Mayor Ray Nagin's spokeswoman, Tanzie Jones, insisted that there was no reluctance at City Hall to open the Superdome, but said the evacuation was the top priority. "Our main focus is to get the people out of the city," she said.

But again, in 2004, no city or school buses were used to take people to safety. Callers to talk radio complained about the late decision to open up the dome, but the mayor said he would do nothing different.

And, indeed, he didn't do much different last weekend before Katrina struck.

Even the problems that occurred at the Superdome this week had a precedent – during a threat by Hurricane Georges in 1998. An estimated 14,000 poured into the stadium, but theft and vandalism were rampant. During the threat by Ivan, only 1,100 fled to the Superdome and they were supervised by 300 National Guardsmen, who were able to avoid major crime problems.

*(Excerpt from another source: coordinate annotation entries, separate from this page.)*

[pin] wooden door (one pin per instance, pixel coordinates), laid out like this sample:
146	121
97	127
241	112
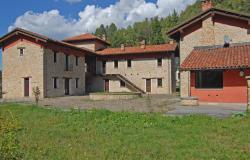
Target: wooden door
148	85
26	87
106	85
66	86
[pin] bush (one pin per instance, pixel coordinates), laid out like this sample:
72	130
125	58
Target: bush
9	143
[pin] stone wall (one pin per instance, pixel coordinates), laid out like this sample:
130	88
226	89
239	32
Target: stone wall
143	69
57	69
16	67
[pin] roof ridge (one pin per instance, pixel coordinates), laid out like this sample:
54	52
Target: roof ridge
213	47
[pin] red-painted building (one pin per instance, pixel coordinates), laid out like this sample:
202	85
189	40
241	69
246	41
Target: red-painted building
214	55
218	74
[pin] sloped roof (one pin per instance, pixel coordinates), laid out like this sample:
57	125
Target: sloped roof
237	56
137	50
212	11
86	36
42	38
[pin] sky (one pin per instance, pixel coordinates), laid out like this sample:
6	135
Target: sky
59	19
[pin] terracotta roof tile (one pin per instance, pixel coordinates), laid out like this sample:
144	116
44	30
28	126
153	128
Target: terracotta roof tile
234	57
86	36
136	50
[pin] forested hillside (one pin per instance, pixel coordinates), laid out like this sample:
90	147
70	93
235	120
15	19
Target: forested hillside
154	30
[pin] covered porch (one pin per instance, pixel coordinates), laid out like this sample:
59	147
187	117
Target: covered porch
219	74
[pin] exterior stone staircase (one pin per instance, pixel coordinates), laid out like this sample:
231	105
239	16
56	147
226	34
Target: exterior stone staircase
128	83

Gov. Kathleen Blanco and Nagin both acknowledged after the Ivan near miss they needed a better evacuation plan.
Boy howdy, they sure took the lessons to heart, didn't they?
Posted by:Steve White

#7  Sherry's right - W called Blanco on sunday, urging mandatory evacuation (which was noyt his responsibility to call for...). It's a fact, she dithered
Posted by: Frank G   2005-09-04 16:58  

#6  I thought Sherry was clearly on the President's side: Texas is on the Gulf also, and Bush, having been the governor there, knows the drill and knows what responsibilites the states have, the locals have, and what the feds have. Louisiana's governor and N.O.'s mayor DID NOT DO THEIR PART, tying the hands of the feds.

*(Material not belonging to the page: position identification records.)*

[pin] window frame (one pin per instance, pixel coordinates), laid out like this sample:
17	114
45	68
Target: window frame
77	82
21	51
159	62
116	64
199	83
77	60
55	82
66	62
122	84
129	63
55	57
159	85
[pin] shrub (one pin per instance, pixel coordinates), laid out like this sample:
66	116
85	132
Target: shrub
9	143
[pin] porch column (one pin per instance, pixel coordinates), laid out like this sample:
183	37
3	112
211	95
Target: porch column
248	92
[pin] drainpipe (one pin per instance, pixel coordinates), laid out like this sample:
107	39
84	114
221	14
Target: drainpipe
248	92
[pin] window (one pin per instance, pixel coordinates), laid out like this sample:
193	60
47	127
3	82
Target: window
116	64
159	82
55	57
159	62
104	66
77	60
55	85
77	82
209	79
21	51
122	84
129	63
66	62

It's proof that Bush is not Hitler, and we are not a Nazi country with all government decision making centralized.
Posted by: Ptah   2005-09-04 15:12  

#5  I'm not a mentalist SPOD but try putting

"...he knew it was a disaster for his country" AND THAT HE COULDN'T GET THOSE IDIOTS GOING."

That's the way I read it, right or wrong only Sherry knows.
Posted by: AlanC   2005-09-04 11:18  

#4  If I am wrong my apoligies. However this is the way it usually starts. I have seen so much of it in the last 6 days I am in full offensive mode.
Posted by: Sock Puppet O´ Doom   2005-09-04 02:43  

#3  I don't think Sherry meant it the way you think she did.

By the way, if you want to see BDS in full-blown regalia, head over to the Washington Monthly and check out their commenters. I did battle a little while this evening on one of their threads (now 200+ and counting, I did about 12 or so) -- oh my.
Posted by: Steve White   2005-09-04 02:18  

#2  Nice case of BDS you got there "Sherry."
Posted by: Sock Puppet O´ Doom   2005-09-04 01:46  

#1  As the world looks directly at us, with these two people in charge, Bush gets blamed.

Bush has been a governor of a "hurricane state." He knows the drill. He knows the steps between state power and federal power.

You just gotta believe, as he watched this disaster unfold, he knew it was a disaster for his country.